The primary weapon used in this war and launched by those letters to the editor has escalated to name calling. It was a fast evolution. Normally the players in one of these Chico standoffs circle each other for a good while before they resort to labeling the enemy. But it’s happened. I walked into a downtown coffee house this week, spotted one of the disc golf proponents and overheard him tell his companion as I was pouring cream into my coffee, “There are a few people on a crusade to keep everybody out of Bidwell Park.” About 25 minutes later a person from the other camp came into my office and asked if there were any letters to the editor running in the paper this week condemning her actions. I told her I didn’t think so. She seemed a little shell-shocked by the whole thing. She’s never engaged in an old-fashioned Chico mêlée before. “We’re not against the disc golf course,” she said, shaking her head. “I guess I’m just naïve.” Obviously we can no longer allow the story to play out only on the opinion pages of the two papers. But to properly cover the issue, we have to start attending the Bidwell Park and Playgrounds Commission meetings. We missed this week’s, which I imagine was a dandy. (You like local theater? You like reality TV? Attend a local government meeting.) We’ll get on top of this in short order. These are the stories that define our town.

The Sierra Nevada Brewing Co. has officially hit the big time, according to occasional News & Review contributor and all around curmudgeon Miles Jordan. Seems in October “ale” was the answer in a New York Times crossword puzzle. The clue to 51 down: “Sierra Nevada, e.g.”

Here’s a Christmas gift idea you won’t want to miss—The Cohasset Men of 2005 calendar.

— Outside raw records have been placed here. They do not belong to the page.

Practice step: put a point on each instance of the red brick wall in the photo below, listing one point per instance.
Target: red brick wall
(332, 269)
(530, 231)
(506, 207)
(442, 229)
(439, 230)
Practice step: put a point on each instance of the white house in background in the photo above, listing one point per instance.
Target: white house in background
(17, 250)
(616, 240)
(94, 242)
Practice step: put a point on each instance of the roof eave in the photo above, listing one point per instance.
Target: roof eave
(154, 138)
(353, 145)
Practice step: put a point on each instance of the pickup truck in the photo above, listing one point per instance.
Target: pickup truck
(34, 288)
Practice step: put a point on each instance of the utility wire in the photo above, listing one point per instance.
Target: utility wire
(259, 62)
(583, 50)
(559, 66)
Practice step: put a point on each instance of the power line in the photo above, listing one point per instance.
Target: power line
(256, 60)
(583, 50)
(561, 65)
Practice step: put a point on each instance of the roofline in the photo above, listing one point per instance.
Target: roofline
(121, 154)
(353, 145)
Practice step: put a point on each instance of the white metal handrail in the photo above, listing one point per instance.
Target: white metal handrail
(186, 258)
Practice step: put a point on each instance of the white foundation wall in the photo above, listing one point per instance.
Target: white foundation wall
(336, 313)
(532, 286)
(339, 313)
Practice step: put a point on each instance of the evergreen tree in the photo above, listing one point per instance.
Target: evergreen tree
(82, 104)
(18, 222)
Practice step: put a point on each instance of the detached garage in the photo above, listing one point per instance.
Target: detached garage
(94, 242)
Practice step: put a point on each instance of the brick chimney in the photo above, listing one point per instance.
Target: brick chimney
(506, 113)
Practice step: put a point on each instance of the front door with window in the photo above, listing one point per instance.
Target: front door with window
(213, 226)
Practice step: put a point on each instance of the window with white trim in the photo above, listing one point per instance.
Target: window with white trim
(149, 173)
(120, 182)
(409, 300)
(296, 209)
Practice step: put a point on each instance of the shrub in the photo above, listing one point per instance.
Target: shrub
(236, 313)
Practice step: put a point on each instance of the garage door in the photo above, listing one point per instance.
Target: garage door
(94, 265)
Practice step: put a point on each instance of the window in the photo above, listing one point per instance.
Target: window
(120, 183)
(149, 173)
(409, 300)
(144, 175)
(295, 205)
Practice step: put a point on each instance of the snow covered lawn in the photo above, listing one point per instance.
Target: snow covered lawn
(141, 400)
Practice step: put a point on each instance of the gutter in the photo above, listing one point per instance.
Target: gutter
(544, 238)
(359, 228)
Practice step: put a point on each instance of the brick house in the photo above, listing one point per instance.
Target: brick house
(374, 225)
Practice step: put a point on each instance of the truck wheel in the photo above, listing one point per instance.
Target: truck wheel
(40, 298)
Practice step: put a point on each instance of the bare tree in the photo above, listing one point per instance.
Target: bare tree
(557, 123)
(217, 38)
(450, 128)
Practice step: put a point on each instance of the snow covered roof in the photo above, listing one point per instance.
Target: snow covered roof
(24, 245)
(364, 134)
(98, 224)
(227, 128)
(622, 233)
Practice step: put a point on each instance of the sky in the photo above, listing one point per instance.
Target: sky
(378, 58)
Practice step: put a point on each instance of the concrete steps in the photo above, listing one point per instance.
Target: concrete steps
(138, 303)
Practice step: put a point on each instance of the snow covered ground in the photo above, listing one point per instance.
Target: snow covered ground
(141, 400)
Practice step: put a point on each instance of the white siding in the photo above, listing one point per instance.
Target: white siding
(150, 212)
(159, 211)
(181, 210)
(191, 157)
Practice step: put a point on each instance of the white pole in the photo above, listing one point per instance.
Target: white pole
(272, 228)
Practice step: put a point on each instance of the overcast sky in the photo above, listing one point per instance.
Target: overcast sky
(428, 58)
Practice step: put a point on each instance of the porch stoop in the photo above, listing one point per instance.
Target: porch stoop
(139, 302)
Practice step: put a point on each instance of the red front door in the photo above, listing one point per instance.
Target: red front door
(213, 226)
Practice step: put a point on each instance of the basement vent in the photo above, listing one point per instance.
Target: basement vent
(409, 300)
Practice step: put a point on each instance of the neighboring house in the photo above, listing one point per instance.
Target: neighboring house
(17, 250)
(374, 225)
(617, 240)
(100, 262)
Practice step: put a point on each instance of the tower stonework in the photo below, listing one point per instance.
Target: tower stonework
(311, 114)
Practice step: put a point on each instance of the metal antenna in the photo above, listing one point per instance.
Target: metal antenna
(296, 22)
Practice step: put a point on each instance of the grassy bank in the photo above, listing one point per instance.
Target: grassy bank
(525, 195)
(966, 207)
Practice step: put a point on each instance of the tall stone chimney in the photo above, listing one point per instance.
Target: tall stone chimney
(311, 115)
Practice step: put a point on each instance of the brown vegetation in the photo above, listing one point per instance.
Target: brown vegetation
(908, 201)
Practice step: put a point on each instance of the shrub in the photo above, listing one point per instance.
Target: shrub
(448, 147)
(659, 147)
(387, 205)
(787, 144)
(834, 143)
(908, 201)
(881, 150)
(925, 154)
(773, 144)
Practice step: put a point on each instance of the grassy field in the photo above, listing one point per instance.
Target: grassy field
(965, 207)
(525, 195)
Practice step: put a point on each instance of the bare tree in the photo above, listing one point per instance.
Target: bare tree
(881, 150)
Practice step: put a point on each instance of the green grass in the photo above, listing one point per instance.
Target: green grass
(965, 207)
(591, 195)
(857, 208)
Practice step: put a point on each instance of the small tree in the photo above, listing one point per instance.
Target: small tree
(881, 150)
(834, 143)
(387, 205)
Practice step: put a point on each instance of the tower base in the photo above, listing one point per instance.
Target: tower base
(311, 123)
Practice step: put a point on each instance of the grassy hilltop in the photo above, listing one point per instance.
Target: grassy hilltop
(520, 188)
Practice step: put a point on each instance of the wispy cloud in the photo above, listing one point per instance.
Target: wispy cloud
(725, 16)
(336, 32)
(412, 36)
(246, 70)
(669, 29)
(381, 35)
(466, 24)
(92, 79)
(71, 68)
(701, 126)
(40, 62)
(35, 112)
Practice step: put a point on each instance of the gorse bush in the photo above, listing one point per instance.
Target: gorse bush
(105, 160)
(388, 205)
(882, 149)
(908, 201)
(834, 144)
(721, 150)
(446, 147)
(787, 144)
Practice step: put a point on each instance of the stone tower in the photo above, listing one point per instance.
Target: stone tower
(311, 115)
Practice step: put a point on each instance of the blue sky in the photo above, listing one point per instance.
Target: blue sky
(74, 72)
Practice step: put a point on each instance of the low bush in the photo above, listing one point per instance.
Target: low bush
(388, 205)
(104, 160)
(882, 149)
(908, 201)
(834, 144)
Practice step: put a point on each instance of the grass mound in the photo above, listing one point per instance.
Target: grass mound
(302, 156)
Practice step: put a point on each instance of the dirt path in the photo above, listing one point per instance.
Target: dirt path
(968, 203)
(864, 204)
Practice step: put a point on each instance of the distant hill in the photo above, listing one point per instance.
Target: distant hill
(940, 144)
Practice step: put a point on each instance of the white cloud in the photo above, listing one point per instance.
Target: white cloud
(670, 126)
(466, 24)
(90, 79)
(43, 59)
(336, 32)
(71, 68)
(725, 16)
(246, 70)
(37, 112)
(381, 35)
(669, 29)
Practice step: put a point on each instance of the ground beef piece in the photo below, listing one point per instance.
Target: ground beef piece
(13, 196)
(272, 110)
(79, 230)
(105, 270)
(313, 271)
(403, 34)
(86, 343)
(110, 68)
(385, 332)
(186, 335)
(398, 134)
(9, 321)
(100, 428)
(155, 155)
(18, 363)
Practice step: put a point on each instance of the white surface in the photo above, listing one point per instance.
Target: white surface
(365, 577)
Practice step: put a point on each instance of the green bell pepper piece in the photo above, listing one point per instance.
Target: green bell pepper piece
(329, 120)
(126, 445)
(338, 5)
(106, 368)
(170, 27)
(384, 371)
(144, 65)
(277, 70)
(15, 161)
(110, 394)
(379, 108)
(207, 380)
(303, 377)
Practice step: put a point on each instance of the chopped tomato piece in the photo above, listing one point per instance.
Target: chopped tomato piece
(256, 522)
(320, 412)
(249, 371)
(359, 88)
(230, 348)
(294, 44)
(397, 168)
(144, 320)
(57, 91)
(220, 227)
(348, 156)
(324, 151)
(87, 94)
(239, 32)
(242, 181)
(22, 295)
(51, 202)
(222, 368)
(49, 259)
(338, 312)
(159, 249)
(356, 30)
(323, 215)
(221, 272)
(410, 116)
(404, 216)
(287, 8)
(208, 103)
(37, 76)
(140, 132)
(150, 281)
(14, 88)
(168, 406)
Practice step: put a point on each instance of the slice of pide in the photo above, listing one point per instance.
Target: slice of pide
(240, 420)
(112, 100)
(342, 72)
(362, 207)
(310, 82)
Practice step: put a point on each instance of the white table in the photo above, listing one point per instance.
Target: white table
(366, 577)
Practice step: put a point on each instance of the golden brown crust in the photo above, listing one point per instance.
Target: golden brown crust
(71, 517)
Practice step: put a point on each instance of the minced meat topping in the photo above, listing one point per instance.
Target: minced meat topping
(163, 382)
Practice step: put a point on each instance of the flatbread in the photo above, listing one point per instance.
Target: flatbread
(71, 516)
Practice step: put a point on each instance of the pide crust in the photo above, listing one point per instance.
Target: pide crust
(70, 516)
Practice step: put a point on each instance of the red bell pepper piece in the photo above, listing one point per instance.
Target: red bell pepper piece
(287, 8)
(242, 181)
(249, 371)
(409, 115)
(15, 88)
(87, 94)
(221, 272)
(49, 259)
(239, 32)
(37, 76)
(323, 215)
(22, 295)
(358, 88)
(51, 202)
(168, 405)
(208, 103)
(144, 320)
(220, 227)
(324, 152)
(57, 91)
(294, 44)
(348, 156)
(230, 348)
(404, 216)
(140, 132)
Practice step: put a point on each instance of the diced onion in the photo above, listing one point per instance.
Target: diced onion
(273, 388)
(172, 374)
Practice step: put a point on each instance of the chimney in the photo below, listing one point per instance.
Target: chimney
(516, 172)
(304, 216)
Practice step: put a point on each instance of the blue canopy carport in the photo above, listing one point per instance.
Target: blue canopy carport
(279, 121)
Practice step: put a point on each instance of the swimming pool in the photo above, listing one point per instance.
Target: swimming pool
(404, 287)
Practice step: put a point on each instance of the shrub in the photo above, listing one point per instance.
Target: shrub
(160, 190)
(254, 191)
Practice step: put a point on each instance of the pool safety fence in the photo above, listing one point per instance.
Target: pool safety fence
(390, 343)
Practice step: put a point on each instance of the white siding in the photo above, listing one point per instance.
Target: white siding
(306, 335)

According to Beth Spencer, 14 male Cohassians are artfully posed in the buff “amid the pines and black oaks of Cohasset, and all but one of them sport some kind of ‘fig leaf'—a guitar, say, or a chainsaw (careful there), a piece of garden art, a French horn, a potted plant, even a cast-iron frying pan (pictured).” The idea is to raise money through sales of the calendar for special projects like upgrading the Community Association Building. The photographer is Lisa Vegvary, who worked with assistant Lara Conkey-Wiebelhaus posing the men au natural. The models will be on hand, fully clothed, we presume, for a signing at the monthly community potluck, Saturday, Dec. 4. Signing begins at 4:30, the dinner is at 6. This month’s theme is "Roadkill & Leftovers." After this, calendars will be for sale on the ridge at the Cohasset Country Store and in Chico at Time Traveler Costumes, 1824 Mangrove Ave. All proceeds will benefit the Cohasset Community Association.